The potential for the application of stem cells in clinical settings has had a profound effect on
the future of regenerative medicine. However, to be of greater therapeutic use, selection of
the most appropriate cell type, as well as optimisation of stem cell incorporation into the
damaged tissue is required. In adult skeletal muscle, satellite cells are the primary stem cell
population which mediate postnatal muscle growth. Following injury or in diseased
conditions, these cells are activated and recruited for new muscle formation. In contrast, the
potential of resident adult stem cell incorporation into the myocardium has been challenged
and the response of cardiac tissue, especially to ischaemic injury, is scar formation.
Following muscle damage, various growth factors and cytokines are released in the afflicted
area which influences the recruitment and incorporation of stem cells into the injured tissue.
Transforming Growth Factor-β (TGF-β) is a member of the TGF-β-superfamily of cytokines and
has at least three isoforms, TGF-β1, -β2, and -β3, which play essential roles in the regulation
of cell growth and regeneration following activation and stimulation of receptor-signalling
pathways.
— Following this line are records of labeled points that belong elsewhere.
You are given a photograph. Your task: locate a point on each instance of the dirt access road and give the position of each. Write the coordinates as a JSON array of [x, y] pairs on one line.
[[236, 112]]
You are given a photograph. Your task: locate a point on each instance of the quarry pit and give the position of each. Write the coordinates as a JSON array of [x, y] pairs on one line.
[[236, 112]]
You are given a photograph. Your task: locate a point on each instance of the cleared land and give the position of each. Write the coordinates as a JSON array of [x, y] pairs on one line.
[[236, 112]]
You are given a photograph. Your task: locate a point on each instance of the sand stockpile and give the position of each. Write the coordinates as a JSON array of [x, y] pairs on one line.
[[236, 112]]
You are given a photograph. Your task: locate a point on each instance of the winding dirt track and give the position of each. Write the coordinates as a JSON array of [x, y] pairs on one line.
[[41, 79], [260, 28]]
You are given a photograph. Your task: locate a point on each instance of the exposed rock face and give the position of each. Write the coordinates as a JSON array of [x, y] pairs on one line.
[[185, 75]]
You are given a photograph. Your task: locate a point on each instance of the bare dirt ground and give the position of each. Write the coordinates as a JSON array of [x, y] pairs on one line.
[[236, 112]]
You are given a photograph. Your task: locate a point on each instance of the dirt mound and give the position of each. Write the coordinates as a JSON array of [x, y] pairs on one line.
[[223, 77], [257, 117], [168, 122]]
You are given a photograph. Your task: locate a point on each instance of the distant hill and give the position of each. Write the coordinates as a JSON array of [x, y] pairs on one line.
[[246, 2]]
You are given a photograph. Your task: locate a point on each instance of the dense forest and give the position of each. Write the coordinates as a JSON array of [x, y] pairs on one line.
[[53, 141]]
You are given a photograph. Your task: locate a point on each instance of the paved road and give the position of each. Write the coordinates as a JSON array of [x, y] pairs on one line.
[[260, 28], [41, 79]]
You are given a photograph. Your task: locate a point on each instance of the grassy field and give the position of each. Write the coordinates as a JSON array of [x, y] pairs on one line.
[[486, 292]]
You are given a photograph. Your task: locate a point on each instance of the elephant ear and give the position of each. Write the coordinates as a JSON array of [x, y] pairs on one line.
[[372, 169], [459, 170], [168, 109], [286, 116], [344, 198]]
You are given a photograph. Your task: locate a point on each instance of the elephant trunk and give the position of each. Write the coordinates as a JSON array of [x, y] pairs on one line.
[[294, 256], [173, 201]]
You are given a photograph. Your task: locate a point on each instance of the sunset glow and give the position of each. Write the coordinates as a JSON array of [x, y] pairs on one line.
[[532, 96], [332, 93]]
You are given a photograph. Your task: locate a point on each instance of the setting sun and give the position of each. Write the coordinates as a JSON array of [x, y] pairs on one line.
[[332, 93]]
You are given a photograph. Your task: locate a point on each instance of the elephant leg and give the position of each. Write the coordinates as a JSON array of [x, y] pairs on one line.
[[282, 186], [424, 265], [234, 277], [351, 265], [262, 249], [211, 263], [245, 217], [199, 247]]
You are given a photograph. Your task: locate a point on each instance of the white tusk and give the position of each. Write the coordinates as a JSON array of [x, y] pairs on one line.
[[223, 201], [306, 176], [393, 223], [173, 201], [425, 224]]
By improving the understanding of how TGF-β affects these processes, it is
possible to gain insight into how the intercellular environment can be manipulated to improve
stem cell-mediated repair following muscle injury. Therefore, the main aims of this thesis
were to determine the effect of the three TGF-β isoforms on proliferation, differentiation,
migration and fusion of muscle progenitor cells (skeletal and cardiac) and relate this to
possible improved mechanisms for muscle repair.
The effect of short- and long-term treatment with all three TGF-β isoforms were investigated
on muscle progenitor cell proliferation and differentiation using the C2C12 skeletal muscle
satellite and P19 multipotent embryonal carcinoma cell-lineages as in vitro model systems.
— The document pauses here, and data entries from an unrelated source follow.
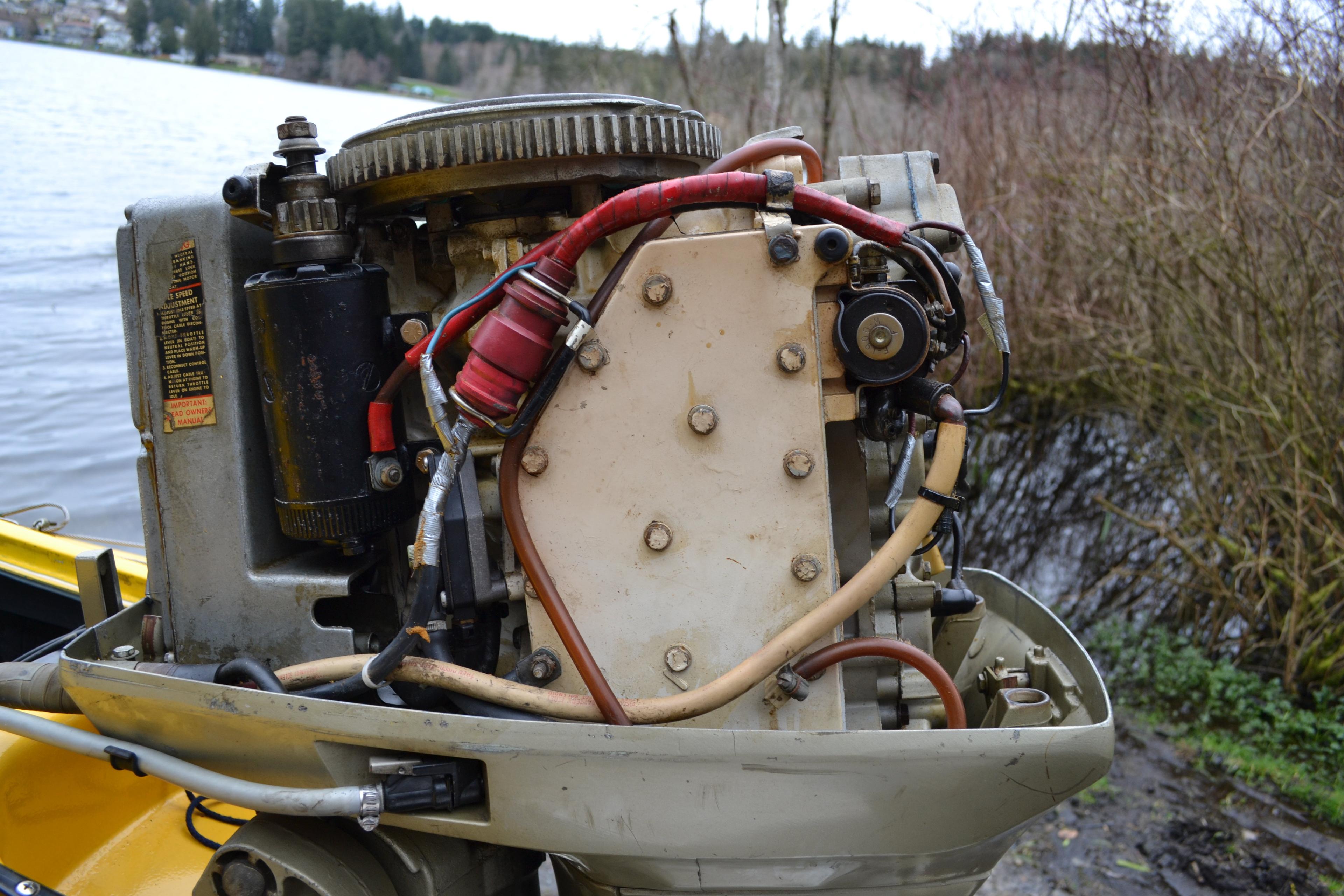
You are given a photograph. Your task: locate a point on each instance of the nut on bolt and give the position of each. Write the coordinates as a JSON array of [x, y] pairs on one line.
[[783, 249], [658, 290], [791, 358], [678, 657], [704, 418], [592, 357], [799, 464], [806, 567], [536, 460], [658, 537]]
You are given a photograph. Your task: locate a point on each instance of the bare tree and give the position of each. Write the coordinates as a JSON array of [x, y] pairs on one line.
[[680, 59], [828, 88], [775, 64]]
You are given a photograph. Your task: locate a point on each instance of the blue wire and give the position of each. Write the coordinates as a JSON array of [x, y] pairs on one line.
[[475, 300]]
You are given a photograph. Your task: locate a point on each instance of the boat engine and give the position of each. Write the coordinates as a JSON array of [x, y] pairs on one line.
[[547, 481]]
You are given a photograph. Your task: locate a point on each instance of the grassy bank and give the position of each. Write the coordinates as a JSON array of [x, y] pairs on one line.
[[1238, 722]]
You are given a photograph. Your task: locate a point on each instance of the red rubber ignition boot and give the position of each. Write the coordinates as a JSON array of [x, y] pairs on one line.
[[512, 343]]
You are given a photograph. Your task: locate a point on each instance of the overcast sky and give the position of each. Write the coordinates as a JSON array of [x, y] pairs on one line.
[[643, 23]]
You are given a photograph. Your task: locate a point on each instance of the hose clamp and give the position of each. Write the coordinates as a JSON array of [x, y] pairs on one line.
[[779, 189], [370, 806]]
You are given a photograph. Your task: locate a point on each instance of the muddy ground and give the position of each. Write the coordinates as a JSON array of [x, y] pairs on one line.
[[1163, 825]]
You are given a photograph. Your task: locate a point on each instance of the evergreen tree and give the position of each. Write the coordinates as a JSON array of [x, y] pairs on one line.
[[138, 22], [448, 72], [261, 37], [203, 35], [168, 42]]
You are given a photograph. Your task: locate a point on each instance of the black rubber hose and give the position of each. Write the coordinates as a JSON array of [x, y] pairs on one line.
[[56, 644], [425, 582], [999, 398], [249, 670]]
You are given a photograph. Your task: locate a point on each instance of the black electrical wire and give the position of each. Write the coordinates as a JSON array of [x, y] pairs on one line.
[[197, 804], [958, 548], [56, 644], [425, 582], [999, 398]]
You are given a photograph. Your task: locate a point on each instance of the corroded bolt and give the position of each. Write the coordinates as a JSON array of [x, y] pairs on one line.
[[704, 420], [806, 567], [658, 537], [296, 127], [414, 331], [536, 460], [783, 249], [791, 358], [678, 657], [592, 355], [799, 464], [658, 290]]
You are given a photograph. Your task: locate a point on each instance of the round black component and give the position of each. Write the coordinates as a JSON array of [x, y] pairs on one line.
[[238, 191], [784, 249], [318, 334], [832, 245], [882, 335]]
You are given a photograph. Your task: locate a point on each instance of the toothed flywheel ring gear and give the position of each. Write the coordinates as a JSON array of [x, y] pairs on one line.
[[519, 141]]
Cells were treated with 5 ng/mℓ TGF-β isoforms unless where stated otherwise. In C2C12
cells, proliferating cell nuclear antigen (PCNA) expression and localisation were analysed, and
together with total nuclear counts, used to assess the effect of TGF-β on myoblast
proliferation (Chapter 5). The myogenic regulatory factors MyoD and myogenin, and structural
protein myosin heavy chain (MHC) were used as protein markers to assess early and terminal
differentiation, respectively. To establish possible mechanisms by which TGF-β isoforms
regulate differentiation, further analysis included determination of MyoD localisation and the
rate of MyoD degradation in C2C12 cells. To assess the effect of TGF-β isoforms on P19 cell differentiation, protein expression levels of
connexin-43 and MHC were analysed, together with the determination of embryoid body
numbers in differentiating P19 cells (Chapter 6). Furthermore, assays were developed to
analyse the effect of TGF-β isoforms on both C2C12 and P19 cell migration (Chapter 7), as
well as fusion of C2C12 cells (Chapter 8).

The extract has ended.